The End of Days

The End of Days.

His eyes opened to a bed. Or at least, the blurred vision of one. Or maybe they had been open, but he hadn’t been able to see. He couldn’t be sure. He felt the pain. It was sharp, but dulled. He wasn’t sure how that was possible. He felt the movements, the aggression and the harshness of them, but the pain was dulled. Not as sharp as it should have been for the quickness and depth of such hard strokes.

He felt the hand in his hair and the heaviness of the body on top of him. He opened up his mouth to scream, but his vocal cords had been stolen. He wanted to throw punches, roll over, push the heaviness off. But he couldn’t. He could barely move his hand to the pillow, barely turn his head to the side to keep from suffocating. Did he want to keep from suffocating?

“He’s awake.” came a bodiless voice from behind. Calm, cold, observing.

“He can’t do anything.” the heaviness replied.

And he was right. The world could have been ending (and for all he knew, it was) but Ryan wouldn’t have been able to run for cover. He would have to lie in that bed and let the Armageddon crash around him as the four horsemen road in. If he was remembering correctly, one horseman held a pair of scales. That must have been the heaviness crushing him.

His eyes started to roll backwards in his head, trying to claim sleep, but he forced them to stay open. If the end of the world was coming, he wasn’t going to sleep through it. He had to know. He had to stay conscious. He had to survive to tell.

“I liked him better unconscious.” the bodiless voice spoke again.

“He practically is.” the heaviness stated, still crushing, still moving.

As the dulled pain continued to echo through his body, his mind held onto that image of the horsemen riding in on the Apocalypse. And as images painted in his mind of the End of Times, he found a prayer that he had memorized a lifetime ago. A prayer he didn’t believe to a God he didn’t believe in. But he found it spinning through his brain.

O God, Who knowest us to be set in the midst of such great perils, that, by reason of the weakness of our nature, we cannot stand upright, grant us such health of mind and body, that those evils which we suffer for our sins we may overcome through Thine assistance. Through Christ our—

The bodiless voice interrupted the verse in the same calm voice. “Are you almost done? I need to pick up cigarettes.”

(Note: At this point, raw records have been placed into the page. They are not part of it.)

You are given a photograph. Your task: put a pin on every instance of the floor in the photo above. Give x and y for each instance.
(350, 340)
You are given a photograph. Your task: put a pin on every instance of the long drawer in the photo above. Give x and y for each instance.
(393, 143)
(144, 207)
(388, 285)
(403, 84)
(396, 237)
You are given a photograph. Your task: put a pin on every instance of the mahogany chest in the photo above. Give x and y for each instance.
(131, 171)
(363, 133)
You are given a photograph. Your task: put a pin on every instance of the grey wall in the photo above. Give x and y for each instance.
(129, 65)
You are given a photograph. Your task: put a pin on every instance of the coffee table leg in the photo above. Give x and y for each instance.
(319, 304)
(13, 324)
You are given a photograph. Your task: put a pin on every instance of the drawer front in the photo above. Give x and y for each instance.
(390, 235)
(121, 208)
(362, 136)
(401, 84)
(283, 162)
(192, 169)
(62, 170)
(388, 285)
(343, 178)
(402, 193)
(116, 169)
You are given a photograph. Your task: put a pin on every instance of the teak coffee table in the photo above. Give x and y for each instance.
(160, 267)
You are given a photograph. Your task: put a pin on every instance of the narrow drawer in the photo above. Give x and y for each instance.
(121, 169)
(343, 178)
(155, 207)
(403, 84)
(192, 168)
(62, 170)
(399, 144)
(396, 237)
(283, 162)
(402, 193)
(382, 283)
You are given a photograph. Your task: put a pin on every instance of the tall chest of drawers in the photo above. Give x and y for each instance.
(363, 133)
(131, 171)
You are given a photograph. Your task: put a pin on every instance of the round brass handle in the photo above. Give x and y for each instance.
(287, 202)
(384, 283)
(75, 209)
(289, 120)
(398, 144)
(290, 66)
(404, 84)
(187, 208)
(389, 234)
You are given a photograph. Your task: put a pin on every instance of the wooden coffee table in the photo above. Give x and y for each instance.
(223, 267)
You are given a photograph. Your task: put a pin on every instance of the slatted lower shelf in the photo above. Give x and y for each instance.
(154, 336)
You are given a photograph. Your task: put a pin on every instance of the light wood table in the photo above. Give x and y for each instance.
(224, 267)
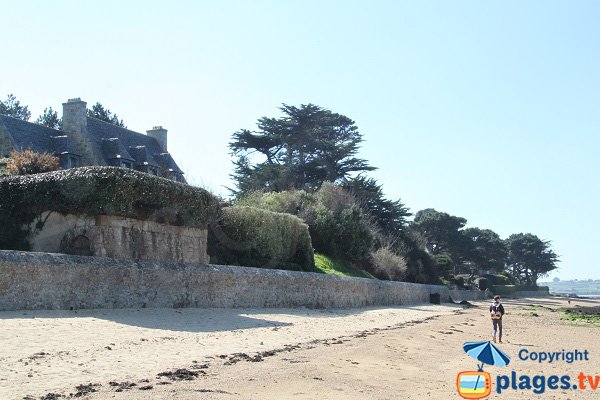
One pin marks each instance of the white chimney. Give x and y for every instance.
(75, 116)
(160, 134)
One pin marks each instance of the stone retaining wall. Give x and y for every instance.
(55, 281)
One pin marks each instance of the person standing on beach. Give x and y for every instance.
(497, 312)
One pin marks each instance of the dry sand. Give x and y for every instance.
(377, 353)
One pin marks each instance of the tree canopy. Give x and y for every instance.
(441, 231)
(104, 114)
(50, 119)
(389, 215)
(484, 249)
(529, 258)
(12, 107)
(309, 145)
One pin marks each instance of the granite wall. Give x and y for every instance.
(120, 238)
(36, 281)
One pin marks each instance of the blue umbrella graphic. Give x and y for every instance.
(487, 353)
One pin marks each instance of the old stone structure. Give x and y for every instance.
(119, 238)
(34, 281)
(89, 141)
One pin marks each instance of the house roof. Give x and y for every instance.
(130, 140)
(113, 149)
(110, 141)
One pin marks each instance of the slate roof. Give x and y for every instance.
(38, 138)
(110, 141)
(113, 149)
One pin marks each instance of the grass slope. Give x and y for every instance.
(330, 266)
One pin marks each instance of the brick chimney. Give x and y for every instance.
(160, 134)
(75, 126)
(75, 116)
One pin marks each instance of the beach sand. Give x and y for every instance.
(412, 352)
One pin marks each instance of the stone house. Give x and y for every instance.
(85, 141)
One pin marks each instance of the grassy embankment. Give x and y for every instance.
(330, 266)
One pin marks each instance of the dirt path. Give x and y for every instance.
(390, 353)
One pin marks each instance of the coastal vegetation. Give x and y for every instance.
(300, 185)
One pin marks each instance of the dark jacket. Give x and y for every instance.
(497, 308)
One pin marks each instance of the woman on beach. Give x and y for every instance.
(497, 312)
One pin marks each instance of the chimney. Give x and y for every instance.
(75, 116)
(160, 134)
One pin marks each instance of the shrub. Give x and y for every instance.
(259, 238)
(337, 225)
(331, 266)
(99, 191)
(29, 162)
(444, 264)
(388, 265)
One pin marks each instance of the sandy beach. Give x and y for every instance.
(411, 352)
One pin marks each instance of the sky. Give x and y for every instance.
(485, 110)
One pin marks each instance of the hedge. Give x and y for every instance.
(512, 289)
(99, 191)
(254, 237)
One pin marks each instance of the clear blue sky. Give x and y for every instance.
(485, 110)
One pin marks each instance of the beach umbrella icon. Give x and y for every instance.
(486, 353)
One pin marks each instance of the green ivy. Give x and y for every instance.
(99, 191)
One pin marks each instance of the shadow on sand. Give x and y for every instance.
(200, 319)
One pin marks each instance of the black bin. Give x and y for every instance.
(434, 298)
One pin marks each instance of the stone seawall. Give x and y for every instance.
(468, 295)
(33, 281)
(119, 237)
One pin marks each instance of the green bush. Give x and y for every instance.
(99, 191)
(388, 265)
(332, 266)
(259, 238)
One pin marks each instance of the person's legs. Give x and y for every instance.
(500, 330)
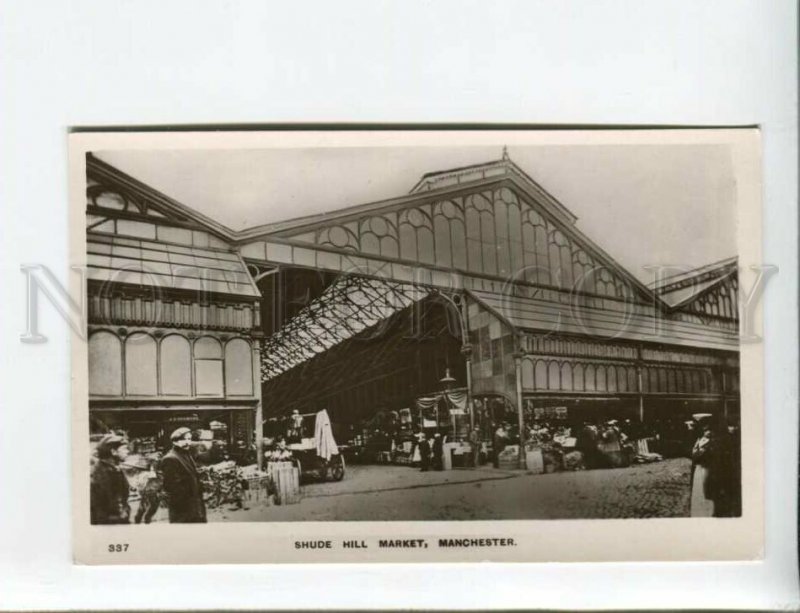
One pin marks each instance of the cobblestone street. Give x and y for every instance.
(386, 493)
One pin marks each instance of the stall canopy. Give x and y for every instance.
(347, 307)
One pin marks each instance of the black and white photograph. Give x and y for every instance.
(413, 333)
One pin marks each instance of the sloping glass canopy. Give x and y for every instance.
(350, 305)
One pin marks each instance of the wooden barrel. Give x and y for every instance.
(286, 479)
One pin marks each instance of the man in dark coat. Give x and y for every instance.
(182, 481)
(438, 452)
(109, 489)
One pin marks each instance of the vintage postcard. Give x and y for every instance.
(410, 346)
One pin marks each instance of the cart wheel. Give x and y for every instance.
(336, 469)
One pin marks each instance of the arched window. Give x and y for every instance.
(611, 378)
(590, 382)
(577, 378)
(105, 364)
(527, 374)
(672, 384)
(566, 377)
(238, 368)
(176, 366)
(602, 383)
(553, 378)
(140, 365)
(208, 367)
(633, 380)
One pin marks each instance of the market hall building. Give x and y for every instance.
(473, 299)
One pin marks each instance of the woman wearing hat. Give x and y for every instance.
(109, 490)
(702, 500)
(182, 481)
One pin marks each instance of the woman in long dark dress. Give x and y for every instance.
(702, 500)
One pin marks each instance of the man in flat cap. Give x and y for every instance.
(109, 489)
(182, 481)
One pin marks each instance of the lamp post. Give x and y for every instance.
(459, 304)
(518, 355)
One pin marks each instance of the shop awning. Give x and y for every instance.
(157, 264)
(350, 305)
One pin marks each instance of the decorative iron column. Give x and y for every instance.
(640, 383)
(518, 355)
(259, 438)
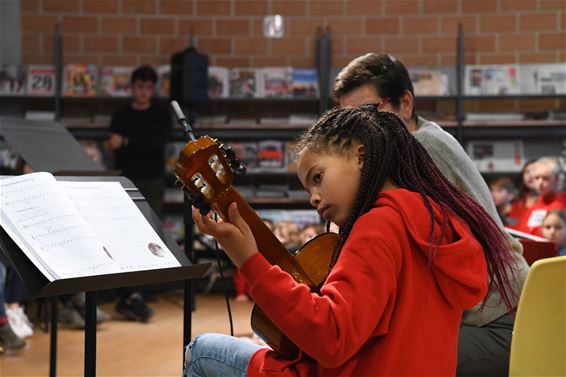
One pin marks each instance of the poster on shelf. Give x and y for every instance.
(499, 79)
(497, 156)
(41, 80)
(12, 80)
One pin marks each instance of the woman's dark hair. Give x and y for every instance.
(385, 73)
(390, 151)
(144, 73)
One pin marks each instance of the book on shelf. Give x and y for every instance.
(543, 78)
(276, 81)
(244, 83)
(305, 83)
(497, 156)
(497, 79)
(163, 86)
(40, 80)
(428, 82)
(218, 82)
(12, 79)
(74, 229)
(115, 81)
(80, 80)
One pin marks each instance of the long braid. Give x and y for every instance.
(392, 152)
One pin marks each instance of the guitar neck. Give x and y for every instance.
(268, 245)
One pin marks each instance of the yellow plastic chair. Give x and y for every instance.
(538, 347)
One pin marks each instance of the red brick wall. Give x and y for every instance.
(419, 32)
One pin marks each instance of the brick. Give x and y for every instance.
(450, 24)
(100, 6)
(538, 22)
(250, 8)
(478, 6)
(417, 25)
(289, 7)
(516, 42)
(357, 46)
(396, 45)
(289, 45)
(124, 25)
(383, 25)
(439, 6)
(442, 44)
(80, 24)
(200, 27)
(363, 7)
(157, 26)
(518, 6)
(326, 8)
(402, 8)
(142, 45)
(215, 45)
(176, 7)
(551, 41)
(230, 27)
(136, 7)
(94, 43)
(61, 6)
(498, 23)
(345, 26)
(213, 8)
(251, 46)
(38, 23)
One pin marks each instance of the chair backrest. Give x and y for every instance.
(538, 347)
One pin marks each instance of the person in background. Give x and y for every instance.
(547, 174)
(554, 229)
(485, 334)
(139, 132)
(526, 196)
(503, 192)
(412, 254)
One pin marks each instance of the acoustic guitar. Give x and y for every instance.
(204, 171)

The heaviness said nothing in response, but Ryan felt the pain quicken. Even if it was dulled, he could feel the tempo. And he felt the climax, the hand tightening in his hair and the seed of violation spilling inside of him.

The heaviness abated, but his strength did not return. He lay there, cold and shivering, exposed. Still seeing images of the horsemen in his head. He heard the rustle of fabric and the door creak open, the voices from the hallway and then nothing as the door clicked shut, the heaviness and the bodiless voice gone.

The tears began to stream from his eyes. No sobs, no cries, just tears. Running down his cheeks and trailing down his chin before dripping onto the bed or soaking his lips. This time when his eyes began to roll to the back of his head, he let them. The horsemen retreated and noises of the Armageddon were deafened.

He stepped onto the cement in the morning, hood up and hands buried in his pockets. His eyes raised to the sky. Pale blue, not a cloud in the sky. He saw a lone bird flying through the air. People on the sidewalks in packs, walking to class and talking amongst themselves. He lowered his eyes back to the ground and followed his feet to the room he lived in.

He stood in the shower, letting the hot water burn his skin. He wasn’t sure if he was crying or if it was the water. He stood there long after the water had gone cold, trying to figure it out.